Critique of Pure Reason

Immanuel Kant

About this work

Kant's asks a single question: what can reason know without relying on experience? The answer reshapes the foundations of metaphysics, epistemology, and the philosophy of science. Published in 1781, revised in 1787, it remains one of the most technically demanding works in the Western canon.

The argument pivots on a distinction between two kinds of knowledge. Analytic judgments spell out what is already contained in a concept; synthetic judgments add something new. Empirical science is full of synthetic judgments grounded in experience. But Kant argues there are also synthetic a priori judgments, claims that are both informative and necessarily true independent of experience: the truths of mathematics, the principle of causality, the structure of space and time. The Critique asks how such judgments are possible.

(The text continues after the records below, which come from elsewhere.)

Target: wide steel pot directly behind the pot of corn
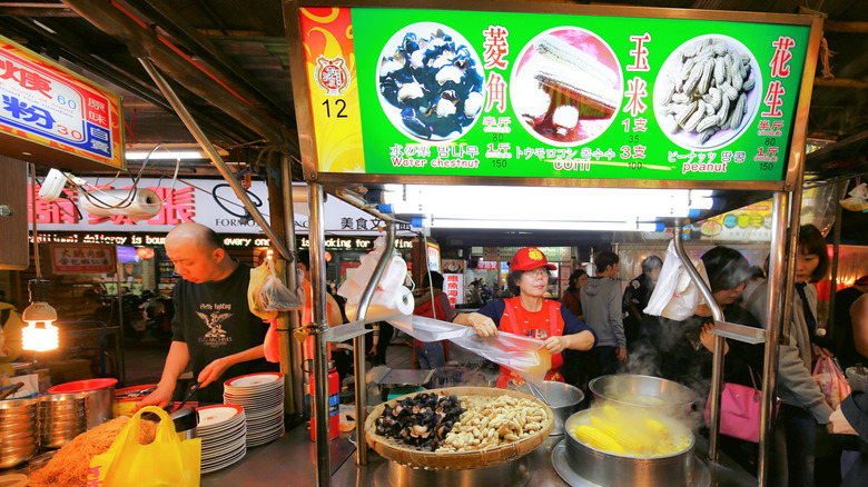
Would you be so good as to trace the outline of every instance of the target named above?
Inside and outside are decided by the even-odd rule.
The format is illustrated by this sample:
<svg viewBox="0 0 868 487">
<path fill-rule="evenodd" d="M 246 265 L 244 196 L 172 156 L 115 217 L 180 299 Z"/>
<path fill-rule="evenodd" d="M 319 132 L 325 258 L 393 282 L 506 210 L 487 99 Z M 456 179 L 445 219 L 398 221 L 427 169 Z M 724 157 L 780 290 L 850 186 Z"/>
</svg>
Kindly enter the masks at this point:
<svg viewBox="0 0 868 487">
<path fill-rule="evenodd" d="M 588 388 L 595 401 L 611 401 L 621 407 L 641 408 L 668 416 L 683 416 L 690 413 L 696 394 L 688 387 L 660 377 L 617 374 L 601 376 Z"/>
</svg>

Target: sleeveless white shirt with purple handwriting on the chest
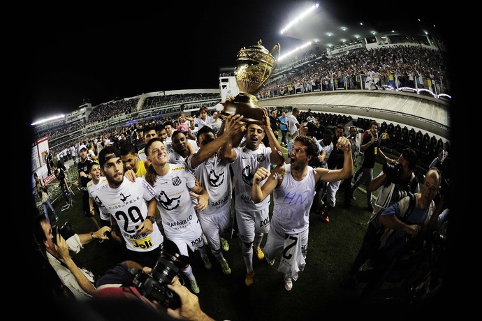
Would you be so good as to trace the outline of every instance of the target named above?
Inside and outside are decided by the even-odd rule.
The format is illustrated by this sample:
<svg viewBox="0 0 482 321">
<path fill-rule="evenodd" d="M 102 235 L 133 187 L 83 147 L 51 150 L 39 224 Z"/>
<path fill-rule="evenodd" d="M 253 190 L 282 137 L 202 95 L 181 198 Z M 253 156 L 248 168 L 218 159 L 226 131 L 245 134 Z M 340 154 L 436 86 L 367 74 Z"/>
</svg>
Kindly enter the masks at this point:
<svg viewBox="0 0 482 321">
<path fill-rule="evenodd" d="M 288 234 L 297 234 L 307 230 L 309 209 L 314 198 L 315 178 L 313 168 L 308 166 L 308 173 L 301 181 L 295 181 L 291 175 L 291 164 L 284 164 L 283 182 L 273 191 L 273 214 L 271 226 Z M 266 197 L 268 198 L 268 197 Z"/>
</svg>

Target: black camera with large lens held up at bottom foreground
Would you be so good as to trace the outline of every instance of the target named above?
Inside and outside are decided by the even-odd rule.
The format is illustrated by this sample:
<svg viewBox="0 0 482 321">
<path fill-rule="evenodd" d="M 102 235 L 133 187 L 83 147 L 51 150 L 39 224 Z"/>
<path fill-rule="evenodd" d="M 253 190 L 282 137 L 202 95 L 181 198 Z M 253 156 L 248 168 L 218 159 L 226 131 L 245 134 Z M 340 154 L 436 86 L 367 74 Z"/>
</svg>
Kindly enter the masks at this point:
<svg viewBox="0 0 482 321">
<path fill-rule="evenodd" d="M 173 278 L 185 265 L 180 258 L 177 245 L 173 241 L 164 239 L 161 255 L 156 260 L 151 273 L 140 271 L 134 276 L 133 284 L 136 285 L 140 294 L 149 300 L 158 301 L 166 308 L 179 308 L 180 297 L 168 288 L 168 284 L 173 283 Z M 182 281 L 180 276 L 178 278 Z"/>
</svg>

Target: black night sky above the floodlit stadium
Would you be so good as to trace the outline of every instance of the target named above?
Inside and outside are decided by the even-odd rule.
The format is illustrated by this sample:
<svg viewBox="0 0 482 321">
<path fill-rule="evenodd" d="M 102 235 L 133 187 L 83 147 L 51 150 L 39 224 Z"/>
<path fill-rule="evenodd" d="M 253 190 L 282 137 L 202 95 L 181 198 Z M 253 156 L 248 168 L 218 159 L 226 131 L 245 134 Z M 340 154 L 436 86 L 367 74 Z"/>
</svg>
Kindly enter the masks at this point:
<svg viewBox="0 0 482 321">
<path fill-rule="evenodd" d="M 233 67 L 243 46 L 258 39 L 270 50 L 301 40 L 279 34 L 290 10 L 314 1 L 198 1 L 163 8 L 68 10 L 34 18 L 27 40 L 26 104 L 32 121 L 152 91 L 218 88 L 220 67 Z M 320 1 L 340 19 L 395 19 L 364 1 Z M 229 3 L 223 5 L 221 3 Z M 380 3 L 381 5 L 381 3 Z M 419 7 L 420 8 L 420 7 Z M 419 10 L 422 15 L 427 10 Z M 25 79 L 22 79 L 25 84 Z"/>
</svg>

Kant's answer is the "Copernican revolution" in philosophy. Objects do not impress their form on a passive mind; rather, the mind supplies the forms (space, time, the categories of substance, cause, quantity, and the rest) through which experience is constituted. We know the world as it appears to us (phenomena), structured by these forms. Things as they are in themselves (noumena) lie beyond the reach of theoretical knowledge. The Transcendental Aesthetic treats space and time. The Transcendental Analytic derives the categories and proves their application to experience. The Transcendental Dialectic dismantles the pretensions of metaphysics: the arguments for the soul's immortality, the world's finitude or infinity, and God's existence all founder when reason overextends itself beyond possible experience.

The Critique does not destroy metaphysics so much as set its boundaries. It preserves room for morality, freedom, and God by showing that theoretical reason cannot rule them out, even as it cannot prove them. Every subsequent debate about the limits of knowledge, the structure of experience, and the status of scientific law passes through this text.